Санкция «Айгер». Две мертвые китаянки
Джонатан тряхнул головой, отгоняя эти картины, но тщетно. Он сел за фортепиано и принялся бесцельно брать аккорды. Они были одной командой — он, Анри и Майлз Меллаф. Майлз работал на Спецрозыск, Джонатан — на Санкции, а Анри — на французское учреждение, аналогичное ЦИРу. Работали они квалифицированно и быстро и всегда находили время посидеть в баре и поболтать об искусстве, о сексе… о чем угодно.

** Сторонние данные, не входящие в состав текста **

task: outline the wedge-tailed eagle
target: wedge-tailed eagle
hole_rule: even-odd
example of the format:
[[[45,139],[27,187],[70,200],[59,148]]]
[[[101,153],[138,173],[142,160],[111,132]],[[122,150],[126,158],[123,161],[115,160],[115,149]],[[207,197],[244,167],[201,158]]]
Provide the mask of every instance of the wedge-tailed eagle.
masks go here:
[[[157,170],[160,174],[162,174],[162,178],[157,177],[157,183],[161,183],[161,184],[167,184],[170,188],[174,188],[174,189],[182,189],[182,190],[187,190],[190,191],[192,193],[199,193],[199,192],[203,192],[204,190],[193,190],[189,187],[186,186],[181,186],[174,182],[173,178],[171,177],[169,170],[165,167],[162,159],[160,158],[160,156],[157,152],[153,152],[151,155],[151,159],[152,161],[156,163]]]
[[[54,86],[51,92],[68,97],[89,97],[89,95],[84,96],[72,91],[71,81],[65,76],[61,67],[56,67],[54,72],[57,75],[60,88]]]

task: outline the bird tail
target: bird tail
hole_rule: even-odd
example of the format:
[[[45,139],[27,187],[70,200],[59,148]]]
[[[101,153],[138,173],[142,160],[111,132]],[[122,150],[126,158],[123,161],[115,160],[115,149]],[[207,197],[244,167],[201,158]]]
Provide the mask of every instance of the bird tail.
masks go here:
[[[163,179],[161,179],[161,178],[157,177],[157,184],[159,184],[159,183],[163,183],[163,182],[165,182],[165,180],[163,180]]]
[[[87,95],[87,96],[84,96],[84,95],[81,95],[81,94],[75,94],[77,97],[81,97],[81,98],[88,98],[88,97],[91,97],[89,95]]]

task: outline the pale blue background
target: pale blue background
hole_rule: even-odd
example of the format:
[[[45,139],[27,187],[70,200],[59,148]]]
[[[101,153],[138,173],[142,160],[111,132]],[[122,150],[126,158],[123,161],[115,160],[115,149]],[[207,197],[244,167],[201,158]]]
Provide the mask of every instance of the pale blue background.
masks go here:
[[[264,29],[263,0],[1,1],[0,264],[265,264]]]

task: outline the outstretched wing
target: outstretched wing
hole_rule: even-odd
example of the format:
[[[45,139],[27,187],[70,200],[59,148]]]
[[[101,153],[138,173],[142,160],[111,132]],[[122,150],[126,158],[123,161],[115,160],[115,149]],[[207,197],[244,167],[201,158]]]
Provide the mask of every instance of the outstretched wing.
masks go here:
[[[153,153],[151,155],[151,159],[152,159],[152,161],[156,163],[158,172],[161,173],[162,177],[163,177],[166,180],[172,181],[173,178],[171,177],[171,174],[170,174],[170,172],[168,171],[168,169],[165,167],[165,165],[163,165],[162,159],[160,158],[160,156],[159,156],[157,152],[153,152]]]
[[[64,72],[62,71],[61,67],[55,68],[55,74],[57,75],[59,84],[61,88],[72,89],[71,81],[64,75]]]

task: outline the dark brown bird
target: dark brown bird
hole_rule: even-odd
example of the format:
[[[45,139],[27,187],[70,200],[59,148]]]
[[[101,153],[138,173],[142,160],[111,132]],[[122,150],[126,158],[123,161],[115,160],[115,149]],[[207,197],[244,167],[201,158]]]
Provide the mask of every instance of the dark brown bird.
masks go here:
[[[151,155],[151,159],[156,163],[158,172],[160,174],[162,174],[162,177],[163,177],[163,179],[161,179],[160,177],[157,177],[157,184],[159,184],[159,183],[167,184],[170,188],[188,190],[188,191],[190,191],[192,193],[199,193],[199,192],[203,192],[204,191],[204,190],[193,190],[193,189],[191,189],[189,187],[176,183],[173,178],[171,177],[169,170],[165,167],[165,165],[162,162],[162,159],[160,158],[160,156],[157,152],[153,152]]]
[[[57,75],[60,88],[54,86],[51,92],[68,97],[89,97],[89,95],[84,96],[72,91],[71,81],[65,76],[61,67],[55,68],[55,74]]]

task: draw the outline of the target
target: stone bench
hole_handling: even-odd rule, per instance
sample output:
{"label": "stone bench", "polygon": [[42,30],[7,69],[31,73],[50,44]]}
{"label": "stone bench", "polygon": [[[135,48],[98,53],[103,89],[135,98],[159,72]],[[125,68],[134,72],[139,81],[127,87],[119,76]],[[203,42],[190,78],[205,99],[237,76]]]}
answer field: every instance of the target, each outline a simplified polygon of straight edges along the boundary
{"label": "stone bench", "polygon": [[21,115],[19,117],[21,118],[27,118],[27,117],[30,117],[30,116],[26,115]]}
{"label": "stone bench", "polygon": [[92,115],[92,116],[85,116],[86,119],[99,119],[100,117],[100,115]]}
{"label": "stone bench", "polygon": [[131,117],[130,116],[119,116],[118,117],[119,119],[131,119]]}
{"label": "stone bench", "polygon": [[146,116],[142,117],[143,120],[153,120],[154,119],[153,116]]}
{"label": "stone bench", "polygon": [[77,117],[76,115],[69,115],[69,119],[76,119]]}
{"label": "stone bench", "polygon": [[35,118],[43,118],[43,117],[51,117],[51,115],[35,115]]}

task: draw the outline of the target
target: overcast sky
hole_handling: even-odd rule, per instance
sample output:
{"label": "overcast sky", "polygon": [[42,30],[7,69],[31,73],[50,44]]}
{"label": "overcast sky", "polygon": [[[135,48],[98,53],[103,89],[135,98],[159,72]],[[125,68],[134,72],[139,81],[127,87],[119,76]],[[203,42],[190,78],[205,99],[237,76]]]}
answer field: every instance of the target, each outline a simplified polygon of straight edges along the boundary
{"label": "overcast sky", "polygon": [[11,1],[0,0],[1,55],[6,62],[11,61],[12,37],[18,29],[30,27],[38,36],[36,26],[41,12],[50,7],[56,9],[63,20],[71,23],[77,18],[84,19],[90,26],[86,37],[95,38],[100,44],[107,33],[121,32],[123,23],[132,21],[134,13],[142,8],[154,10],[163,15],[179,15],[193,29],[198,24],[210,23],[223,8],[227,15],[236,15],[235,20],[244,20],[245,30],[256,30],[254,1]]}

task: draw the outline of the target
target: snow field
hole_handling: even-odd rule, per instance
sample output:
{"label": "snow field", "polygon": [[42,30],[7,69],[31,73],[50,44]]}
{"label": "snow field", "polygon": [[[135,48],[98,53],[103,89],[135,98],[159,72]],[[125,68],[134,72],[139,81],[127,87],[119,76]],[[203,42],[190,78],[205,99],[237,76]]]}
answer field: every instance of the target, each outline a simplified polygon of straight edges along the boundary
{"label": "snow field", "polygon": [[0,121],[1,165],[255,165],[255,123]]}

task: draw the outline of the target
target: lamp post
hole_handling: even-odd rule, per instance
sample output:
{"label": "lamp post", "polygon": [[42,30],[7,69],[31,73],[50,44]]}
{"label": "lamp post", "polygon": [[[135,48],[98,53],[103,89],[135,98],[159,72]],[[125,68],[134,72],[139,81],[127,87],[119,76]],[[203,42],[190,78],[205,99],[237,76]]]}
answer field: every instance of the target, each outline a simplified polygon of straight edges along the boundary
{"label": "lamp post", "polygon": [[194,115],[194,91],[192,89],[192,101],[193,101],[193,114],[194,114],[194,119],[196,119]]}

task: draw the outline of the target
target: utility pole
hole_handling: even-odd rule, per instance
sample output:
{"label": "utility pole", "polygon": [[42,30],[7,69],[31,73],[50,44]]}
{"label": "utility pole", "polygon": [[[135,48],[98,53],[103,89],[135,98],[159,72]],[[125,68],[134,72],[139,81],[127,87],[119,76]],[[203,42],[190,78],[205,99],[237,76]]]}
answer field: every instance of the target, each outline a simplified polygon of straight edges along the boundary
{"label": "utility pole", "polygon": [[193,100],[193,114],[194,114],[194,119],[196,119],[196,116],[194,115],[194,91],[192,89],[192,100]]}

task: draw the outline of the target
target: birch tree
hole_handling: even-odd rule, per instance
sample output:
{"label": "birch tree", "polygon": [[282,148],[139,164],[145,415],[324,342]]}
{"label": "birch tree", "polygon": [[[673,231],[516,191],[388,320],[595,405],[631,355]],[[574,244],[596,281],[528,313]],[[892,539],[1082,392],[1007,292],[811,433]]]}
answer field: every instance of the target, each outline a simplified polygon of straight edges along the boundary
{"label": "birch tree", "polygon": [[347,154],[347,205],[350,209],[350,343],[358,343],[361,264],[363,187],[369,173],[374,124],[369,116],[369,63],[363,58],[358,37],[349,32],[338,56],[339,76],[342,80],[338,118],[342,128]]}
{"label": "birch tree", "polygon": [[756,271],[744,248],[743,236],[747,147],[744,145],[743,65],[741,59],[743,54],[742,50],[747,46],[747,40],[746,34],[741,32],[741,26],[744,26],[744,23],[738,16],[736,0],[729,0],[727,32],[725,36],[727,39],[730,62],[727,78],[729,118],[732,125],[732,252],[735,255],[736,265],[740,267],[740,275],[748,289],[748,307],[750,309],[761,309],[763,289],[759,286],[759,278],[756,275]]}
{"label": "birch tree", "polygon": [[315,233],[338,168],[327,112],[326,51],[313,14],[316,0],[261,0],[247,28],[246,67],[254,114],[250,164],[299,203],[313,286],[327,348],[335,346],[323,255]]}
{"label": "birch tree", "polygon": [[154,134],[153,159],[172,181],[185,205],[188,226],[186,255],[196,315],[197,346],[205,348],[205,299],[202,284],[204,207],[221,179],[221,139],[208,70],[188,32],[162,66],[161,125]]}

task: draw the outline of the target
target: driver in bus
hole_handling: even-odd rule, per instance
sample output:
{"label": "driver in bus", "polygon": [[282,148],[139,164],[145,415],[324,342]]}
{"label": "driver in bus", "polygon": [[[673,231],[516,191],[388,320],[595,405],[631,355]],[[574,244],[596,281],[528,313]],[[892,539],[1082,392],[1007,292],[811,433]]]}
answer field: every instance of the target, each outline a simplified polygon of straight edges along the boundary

А потом Майлз подстроил смерть Анри.
Джонатан незаметно для самого себя начал наигрывать Генделя. Дракон обмолвился, что в той санкции, которую он хочет навязать Джонатану, каким-то боком задействован Майлз. Почти два года Джонатан ждал того дня, когда он снова увидится с Майлзом.
«Не думай об этом — Джемайма приезжает».
Он вышел из галереи, запер за собой дверь и стал прогуливаться по дорожкам, чтобы как-то скоротать время, безумно медленное время до ее приезда. Дул свежий ветерок, листья платанов, высаженных в струночку вдоль аллеи, трепетали и переливались на солнце. Над головой небо было безоблачно-синим, но на северном горизонте над водой тугим узлом висела туча, сулившая нынче ночью новую грозу. Джонатан любил грозы.
Он прошел по строгому английскому саду с недавно подстриженной прямоугольной живой изгородью, в которой был устроен запутанный лабиринт. Из глубины лабиринта раздавался злобный лязг ножниц мистера Монка.
— А-а! Вот ты где! — Чик! — Впредь умнее будешь, кустик идиотский! — Чик! Чик! — Ну погоди же, ветка хитрожопая! Давай-давай, высовывайся, я тебя отчикаю! Вот так! — Чик!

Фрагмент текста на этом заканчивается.